L’affaire de l’agression du constable Nasser Pheerungee (46 ans) au domicile du vice-président de la République, Eddy Boissézon, survenue à Quatre-Bornes le 13 avril, progresse. Les enquêteurs de la Criminal Investigation Division (CID) de la Western Division soupçonnent désormais que les faits seraient en réalité une mise en scène. Ils suspectent en effet le quadragénaire d’avoir remis volontairement son arme de service à des complices et ce, sans avoir subi quelconque acte de violence. La police est également en présence d’informations selon lesquelles il y avait ce soir-là quatre individus, et non deux, sur les lieux du vol présumé.

Mamodally Jhunggee (47 ans), un des quatre suspects en question, et qui a été arrêté dans le cadre de cette affaire, a affirmé s’être entretenu avec le constable Pheerungee pour lui expliquer qu’un réseau de criminels cherchait à se procurer une arme à feu afin de « commettre des braquages ». Le gardien de la résidence du vice-président de la République se serait ainsi vu proposer une importante somme d’argent en échange de son arme. Par ailleurs, le suspect interrogé dit connaître le policier en question, tous deux habitant en effet Camp-Levieux. Selon les enquêteurs donc, à l’arrivée des malfrats au domicile d’Eddy Boissézon, le policier de garde leur aurait remis discrètement son arme, non sans s’être auparavant procuré le revolver (Taurus) au poste de police de Quatre-Bornes. A noter que l’équipe du surintendant Bansoodeb, de la CID, a appris que l’arme en question est passée de main en main, les empreintes de plusieurs individus ayant en effet été relevées.

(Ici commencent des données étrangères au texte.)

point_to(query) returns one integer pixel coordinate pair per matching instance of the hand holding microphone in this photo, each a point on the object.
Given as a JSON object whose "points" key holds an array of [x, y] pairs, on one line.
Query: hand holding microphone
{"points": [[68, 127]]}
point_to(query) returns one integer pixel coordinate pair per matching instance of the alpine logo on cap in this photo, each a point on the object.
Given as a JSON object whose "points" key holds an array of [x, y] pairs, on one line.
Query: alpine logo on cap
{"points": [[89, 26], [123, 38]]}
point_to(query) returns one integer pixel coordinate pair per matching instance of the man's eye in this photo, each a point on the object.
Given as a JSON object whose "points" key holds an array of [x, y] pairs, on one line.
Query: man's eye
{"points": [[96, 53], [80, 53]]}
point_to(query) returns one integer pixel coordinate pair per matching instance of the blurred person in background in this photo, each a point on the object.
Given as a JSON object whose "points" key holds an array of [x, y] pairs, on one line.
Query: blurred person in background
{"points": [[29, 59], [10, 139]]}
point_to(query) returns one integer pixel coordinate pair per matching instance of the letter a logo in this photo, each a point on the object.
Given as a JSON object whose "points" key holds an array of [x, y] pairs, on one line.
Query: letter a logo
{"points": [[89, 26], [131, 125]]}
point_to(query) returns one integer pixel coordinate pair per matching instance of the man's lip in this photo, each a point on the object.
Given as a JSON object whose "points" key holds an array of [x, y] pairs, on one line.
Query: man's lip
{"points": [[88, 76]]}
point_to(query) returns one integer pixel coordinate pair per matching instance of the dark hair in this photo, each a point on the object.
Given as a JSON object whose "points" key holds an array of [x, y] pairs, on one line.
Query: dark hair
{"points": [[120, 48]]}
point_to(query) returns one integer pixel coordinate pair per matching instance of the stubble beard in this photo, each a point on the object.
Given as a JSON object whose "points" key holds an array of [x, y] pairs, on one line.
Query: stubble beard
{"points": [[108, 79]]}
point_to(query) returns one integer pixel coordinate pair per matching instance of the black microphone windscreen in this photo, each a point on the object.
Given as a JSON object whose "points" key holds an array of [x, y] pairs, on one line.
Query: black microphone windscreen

De son côté, le principal suspect, à savoir le policier qui était de garde ce soir-là, est toujours en détention préventive. Il continue de clamer son innocence et estime avoir été victime « d’un coup monté ». Quant aux autres suspects – Louis Beneze L’Intelligent (41 ans) et le récidiviste Jonathan Soupen (27 ans) – ils ont uniquement admis avoir pris possession de l’arme à feu, affirmant ne rien savoir des modalités de la transaction.
Depuis l’éclatement de cette affaire, les enquêteurs avaient porté leurs soupçons sur le policier et ce, en raison de certaines contradictions dans ses versions. Ainsi, lors de sa déposition, le policier avait dit être retourné vers 2h45 du matin à sa voiture afin de chercher de la nourriture qui se trouvait dans le coffre, lorsque tout à coup, deux individus encagoulés l’auraient attaqué. Il aurait ainsi notamment reçu des coups à la tête, pendant qu’un des malfrats se saisissait de son revolver, chargé de cinq balles de calibre .32. Le problème, c’est que le policier a changé de version plus tard, affirmant cette fois qu’il se trouvait en réalité dans sa voiture lorsque les voleurs ont débarqué. Ajoutant qu’il montait la garde depuis son engin « de peur d’attraper le coronavirus » dans la cour de la résidence du vice-président de la République.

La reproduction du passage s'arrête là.